Peter King is widely viewed as one of the greatest NFL writers of all time, in large part because of his attention to detail and willingness to do deep dives on the most pressing topics in the sport.
But every once in a while, everyone has a take that they have to get off.
In his "Football Morning in America" column Monday, King examined the downfall of Carson Wentz, who was released by the Washington Commanders last week. The full piece is worth your time, but he used his kicker to share a strong opinion on Wentz:
"Even though Wentz was on his way to a great season before injuring his knee in 2017, he could never repeat it and in fact regressed. I’d argue that no player in NFL history has cost so much and delivered so little."

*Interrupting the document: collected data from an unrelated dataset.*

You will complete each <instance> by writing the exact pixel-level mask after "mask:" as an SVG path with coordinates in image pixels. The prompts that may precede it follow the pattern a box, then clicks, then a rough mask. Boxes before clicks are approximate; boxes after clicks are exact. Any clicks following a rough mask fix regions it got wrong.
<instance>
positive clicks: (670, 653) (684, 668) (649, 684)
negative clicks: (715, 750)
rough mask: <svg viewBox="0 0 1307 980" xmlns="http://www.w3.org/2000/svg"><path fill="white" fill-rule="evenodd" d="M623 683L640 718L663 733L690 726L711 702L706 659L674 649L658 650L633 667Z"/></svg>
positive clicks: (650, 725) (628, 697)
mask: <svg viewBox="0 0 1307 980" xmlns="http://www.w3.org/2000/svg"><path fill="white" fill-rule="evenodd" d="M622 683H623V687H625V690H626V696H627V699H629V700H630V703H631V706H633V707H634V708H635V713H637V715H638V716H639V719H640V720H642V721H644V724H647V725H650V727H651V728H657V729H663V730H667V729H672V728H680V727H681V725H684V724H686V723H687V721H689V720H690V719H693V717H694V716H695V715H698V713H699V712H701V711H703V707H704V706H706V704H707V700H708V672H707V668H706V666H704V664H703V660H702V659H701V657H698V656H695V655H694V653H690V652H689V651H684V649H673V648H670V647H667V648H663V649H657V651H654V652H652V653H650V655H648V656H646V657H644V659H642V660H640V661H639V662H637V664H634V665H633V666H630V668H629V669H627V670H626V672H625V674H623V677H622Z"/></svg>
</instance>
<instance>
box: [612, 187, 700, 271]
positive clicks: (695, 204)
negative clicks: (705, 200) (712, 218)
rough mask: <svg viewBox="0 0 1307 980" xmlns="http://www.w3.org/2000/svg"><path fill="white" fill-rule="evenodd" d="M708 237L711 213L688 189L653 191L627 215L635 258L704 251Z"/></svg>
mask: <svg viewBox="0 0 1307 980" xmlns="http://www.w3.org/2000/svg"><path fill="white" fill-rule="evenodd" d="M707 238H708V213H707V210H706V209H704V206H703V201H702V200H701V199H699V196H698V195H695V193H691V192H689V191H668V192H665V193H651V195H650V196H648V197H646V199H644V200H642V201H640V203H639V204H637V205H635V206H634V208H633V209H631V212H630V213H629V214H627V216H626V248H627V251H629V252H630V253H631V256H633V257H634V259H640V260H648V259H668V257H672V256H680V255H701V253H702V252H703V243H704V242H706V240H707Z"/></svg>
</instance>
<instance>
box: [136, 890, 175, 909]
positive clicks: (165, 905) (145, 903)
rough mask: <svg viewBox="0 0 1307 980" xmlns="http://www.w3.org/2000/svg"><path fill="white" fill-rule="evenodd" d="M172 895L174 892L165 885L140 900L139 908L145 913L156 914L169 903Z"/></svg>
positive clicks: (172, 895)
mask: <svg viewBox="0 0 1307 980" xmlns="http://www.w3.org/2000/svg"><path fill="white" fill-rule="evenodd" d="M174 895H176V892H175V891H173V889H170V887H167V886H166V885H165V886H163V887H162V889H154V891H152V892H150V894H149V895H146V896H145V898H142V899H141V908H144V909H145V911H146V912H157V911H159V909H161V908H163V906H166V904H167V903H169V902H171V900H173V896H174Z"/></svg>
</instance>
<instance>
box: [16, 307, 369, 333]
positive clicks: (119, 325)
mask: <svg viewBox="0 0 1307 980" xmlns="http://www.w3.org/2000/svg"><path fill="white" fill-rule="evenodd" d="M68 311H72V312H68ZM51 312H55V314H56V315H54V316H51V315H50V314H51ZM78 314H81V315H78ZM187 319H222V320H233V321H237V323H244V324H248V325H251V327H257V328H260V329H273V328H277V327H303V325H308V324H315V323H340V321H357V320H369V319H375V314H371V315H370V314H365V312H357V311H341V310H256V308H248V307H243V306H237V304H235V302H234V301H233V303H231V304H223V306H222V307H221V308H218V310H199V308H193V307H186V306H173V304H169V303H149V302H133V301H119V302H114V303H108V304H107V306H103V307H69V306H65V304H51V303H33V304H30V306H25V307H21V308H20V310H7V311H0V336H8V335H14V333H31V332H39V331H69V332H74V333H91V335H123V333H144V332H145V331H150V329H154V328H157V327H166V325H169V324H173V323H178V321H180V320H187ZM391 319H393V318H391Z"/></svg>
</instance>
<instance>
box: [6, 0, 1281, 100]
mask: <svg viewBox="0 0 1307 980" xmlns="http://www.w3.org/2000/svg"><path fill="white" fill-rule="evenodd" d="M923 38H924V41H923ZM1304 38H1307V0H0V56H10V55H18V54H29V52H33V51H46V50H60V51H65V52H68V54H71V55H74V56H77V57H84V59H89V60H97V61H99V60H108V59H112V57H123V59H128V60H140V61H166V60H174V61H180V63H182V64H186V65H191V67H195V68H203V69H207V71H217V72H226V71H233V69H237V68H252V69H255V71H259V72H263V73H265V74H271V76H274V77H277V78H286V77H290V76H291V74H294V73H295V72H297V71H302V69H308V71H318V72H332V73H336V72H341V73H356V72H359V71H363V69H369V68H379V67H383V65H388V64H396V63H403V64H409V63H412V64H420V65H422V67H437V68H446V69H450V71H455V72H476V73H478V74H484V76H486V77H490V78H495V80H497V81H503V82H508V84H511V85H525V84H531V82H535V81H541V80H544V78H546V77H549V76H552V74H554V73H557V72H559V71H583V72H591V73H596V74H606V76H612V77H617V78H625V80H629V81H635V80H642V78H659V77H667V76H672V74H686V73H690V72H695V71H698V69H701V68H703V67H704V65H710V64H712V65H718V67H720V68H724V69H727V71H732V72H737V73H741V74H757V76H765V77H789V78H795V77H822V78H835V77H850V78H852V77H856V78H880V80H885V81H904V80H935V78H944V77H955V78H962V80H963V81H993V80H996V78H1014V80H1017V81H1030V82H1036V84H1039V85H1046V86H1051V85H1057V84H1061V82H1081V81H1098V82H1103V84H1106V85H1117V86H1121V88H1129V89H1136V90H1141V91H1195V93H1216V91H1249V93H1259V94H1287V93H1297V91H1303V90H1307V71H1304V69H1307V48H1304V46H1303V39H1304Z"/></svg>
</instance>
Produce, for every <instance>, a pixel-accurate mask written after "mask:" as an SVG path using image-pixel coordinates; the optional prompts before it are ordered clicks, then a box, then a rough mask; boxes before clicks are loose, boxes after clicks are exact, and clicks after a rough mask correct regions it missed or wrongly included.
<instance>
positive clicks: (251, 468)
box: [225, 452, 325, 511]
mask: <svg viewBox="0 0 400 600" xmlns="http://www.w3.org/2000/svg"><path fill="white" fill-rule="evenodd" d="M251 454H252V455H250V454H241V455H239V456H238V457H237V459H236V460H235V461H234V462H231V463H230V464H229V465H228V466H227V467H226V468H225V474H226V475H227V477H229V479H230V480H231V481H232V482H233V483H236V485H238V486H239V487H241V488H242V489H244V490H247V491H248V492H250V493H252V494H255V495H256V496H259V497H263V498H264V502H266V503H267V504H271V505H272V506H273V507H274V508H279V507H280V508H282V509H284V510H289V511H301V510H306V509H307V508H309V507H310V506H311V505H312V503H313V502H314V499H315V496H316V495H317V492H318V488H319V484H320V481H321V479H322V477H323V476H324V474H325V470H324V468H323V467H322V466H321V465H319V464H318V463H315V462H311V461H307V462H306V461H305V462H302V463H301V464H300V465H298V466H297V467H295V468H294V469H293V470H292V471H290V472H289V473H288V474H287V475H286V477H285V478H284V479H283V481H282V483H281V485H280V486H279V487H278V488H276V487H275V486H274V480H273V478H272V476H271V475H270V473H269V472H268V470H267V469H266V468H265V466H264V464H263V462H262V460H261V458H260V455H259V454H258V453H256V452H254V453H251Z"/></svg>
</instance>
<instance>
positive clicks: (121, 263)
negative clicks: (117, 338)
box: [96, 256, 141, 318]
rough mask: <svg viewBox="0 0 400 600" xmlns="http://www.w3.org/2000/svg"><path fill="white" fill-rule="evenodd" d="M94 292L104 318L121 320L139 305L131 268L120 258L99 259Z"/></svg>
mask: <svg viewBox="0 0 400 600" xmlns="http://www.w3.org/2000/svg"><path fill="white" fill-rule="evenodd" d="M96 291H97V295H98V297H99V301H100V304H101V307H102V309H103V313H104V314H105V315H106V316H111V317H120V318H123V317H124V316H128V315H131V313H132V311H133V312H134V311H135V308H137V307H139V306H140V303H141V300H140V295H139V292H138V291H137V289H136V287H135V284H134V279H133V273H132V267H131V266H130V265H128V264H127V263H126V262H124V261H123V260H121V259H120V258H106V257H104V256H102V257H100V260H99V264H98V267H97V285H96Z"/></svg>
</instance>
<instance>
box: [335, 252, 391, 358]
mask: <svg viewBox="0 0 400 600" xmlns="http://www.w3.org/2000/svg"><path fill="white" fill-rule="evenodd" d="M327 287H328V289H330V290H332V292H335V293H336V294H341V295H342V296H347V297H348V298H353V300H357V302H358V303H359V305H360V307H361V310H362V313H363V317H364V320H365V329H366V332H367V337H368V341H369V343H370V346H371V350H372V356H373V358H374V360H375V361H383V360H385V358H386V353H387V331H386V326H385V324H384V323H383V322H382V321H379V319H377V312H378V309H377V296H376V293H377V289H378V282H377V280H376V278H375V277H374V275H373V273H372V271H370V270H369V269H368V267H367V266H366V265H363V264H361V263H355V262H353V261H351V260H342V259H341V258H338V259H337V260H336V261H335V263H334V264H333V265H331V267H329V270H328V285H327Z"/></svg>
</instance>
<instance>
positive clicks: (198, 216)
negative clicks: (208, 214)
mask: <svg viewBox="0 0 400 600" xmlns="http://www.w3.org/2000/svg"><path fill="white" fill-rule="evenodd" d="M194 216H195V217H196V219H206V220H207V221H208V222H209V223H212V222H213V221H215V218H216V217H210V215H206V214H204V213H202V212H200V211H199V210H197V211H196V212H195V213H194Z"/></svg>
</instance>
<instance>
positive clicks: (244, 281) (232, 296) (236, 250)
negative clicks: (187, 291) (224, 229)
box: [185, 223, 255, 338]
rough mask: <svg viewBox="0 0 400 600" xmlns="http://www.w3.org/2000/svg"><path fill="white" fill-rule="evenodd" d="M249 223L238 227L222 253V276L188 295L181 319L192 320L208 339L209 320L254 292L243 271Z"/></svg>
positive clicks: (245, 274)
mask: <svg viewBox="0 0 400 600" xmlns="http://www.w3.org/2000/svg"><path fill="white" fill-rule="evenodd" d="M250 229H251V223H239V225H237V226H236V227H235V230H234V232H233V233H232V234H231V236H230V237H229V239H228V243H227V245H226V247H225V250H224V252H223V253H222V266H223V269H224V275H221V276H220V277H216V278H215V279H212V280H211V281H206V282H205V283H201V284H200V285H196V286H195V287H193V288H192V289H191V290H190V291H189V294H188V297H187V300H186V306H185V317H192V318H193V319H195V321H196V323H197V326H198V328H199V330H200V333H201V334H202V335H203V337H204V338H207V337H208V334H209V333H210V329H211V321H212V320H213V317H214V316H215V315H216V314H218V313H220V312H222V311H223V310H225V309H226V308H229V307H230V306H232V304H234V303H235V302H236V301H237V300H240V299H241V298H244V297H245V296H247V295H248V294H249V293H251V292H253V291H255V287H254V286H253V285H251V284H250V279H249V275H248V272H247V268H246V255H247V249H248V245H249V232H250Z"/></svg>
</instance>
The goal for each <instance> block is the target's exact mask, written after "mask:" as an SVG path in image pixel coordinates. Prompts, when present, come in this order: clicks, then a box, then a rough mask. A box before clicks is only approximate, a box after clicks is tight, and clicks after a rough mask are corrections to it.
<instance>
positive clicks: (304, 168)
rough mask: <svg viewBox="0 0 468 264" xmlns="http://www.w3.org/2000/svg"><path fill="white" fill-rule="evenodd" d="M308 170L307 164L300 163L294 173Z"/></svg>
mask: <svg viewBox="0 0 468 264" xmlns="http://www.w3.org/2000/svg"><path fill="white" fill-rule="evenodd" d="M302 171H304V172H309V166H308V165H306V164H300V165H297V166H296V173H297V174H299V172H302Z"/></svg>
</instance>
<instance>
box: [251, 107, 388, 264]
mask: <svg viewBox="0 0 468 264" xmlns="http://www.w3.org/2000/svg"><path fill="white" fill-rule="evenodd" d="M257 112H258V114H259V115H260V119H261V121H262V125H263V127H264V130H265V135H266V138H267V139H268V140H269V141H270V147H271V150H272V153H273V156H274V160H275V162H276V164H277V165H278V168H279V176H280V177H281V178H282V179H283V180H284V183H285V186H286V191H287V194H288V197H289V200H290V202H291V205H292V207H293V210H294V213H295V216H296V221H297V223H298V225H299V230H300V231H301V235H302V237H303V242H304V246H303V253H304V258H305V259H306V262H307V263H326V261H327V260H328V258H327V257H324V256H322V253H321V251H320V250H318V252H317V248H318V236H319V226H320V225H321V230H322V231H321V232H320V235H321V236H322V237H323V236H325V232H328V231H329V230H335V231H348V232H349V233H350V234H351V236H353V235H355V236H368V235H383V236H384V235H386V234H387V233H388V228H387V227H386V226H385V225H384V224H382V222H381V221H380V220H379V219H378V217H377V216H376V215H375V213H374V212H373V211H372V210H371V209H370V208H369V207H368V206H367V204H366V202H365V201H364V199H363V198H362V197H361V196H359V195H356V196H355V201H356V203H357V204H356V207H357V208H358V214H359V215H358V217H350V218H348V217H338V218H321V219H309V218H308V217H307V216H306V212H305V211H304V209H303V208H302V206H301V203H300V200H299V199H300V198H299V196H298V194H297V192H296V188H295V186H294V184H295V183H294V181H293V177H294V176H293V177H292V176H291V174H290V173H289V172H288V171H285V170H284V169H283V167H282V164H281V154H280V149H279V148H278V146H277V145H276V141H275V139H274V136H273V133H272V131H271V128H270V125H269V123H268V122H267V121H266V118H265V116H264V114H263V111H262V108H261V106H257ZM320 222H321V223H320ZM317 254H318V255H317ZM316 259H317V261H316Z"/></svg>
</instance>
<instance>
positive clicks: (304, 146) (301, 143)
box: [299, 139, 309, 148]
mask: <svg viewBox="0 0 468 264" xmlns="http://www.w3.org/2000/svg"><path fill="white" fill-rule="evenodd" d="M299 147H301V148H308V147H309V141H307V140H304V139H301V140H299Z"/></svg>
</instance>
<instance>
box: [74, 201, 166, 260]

Regardless of how you feel about Wentz now, there's no debating just how good he was in 2017. In his second NFL season, Wentz set a Philadelphia Eagles franchise single-season record with 33 touchdown passes, en route to finishing third in MVP voting. This was despite, of course, suffering a season-ending torn ACL in Week 14.
While we'll never know if Wentz would have helped lead the Eagles to their first Super Bowl title like Nick Foles did, what we do know is that the team was 11-2 in games he started that season and well on their way to a first-round bye and home-field advantage throughout the NFC playoffs. Given that Foles has also turned into a journeyman since the 2017 season, it's fair to wonder if the Eagles would have been in position to win a Super Bowl if Wentz hadn't played at all that season. And therefore, the Eagles probably wouldn't undo trading up to the No. 2 pick to select Wentz in the 2016 NFL Draft.
However, Howie Roseman and the Eagles lived to regret the four-year/$128 million extension that they signed Wentz to in June of 2019, a pact that guaranteed the quarterback more than $100 million.
Chris Ballard and the Indianapolis Colts certainly would like a mulligan on trading for Wentz prior to the 2021 season, a deal that ultimately cost them both a first and third-round pick.
And it goes without saying that the Commanders didn't enjoy their time with Wentz either.
In terms of the haul the Eagles gave up to get into position to draft Wentz, you could definitely make the case that other franchises have made worse moves -- the New Orleans Saints traded their entire draft for Ricky Williams in 1999, and the Washington franchise ultimately didn't get the desired result from their trade up to select Robert Griffin III in 2012.
But when you factor in that both the Colts and Commanders also surrendered significant draft capital to land Wentz, King may have a point.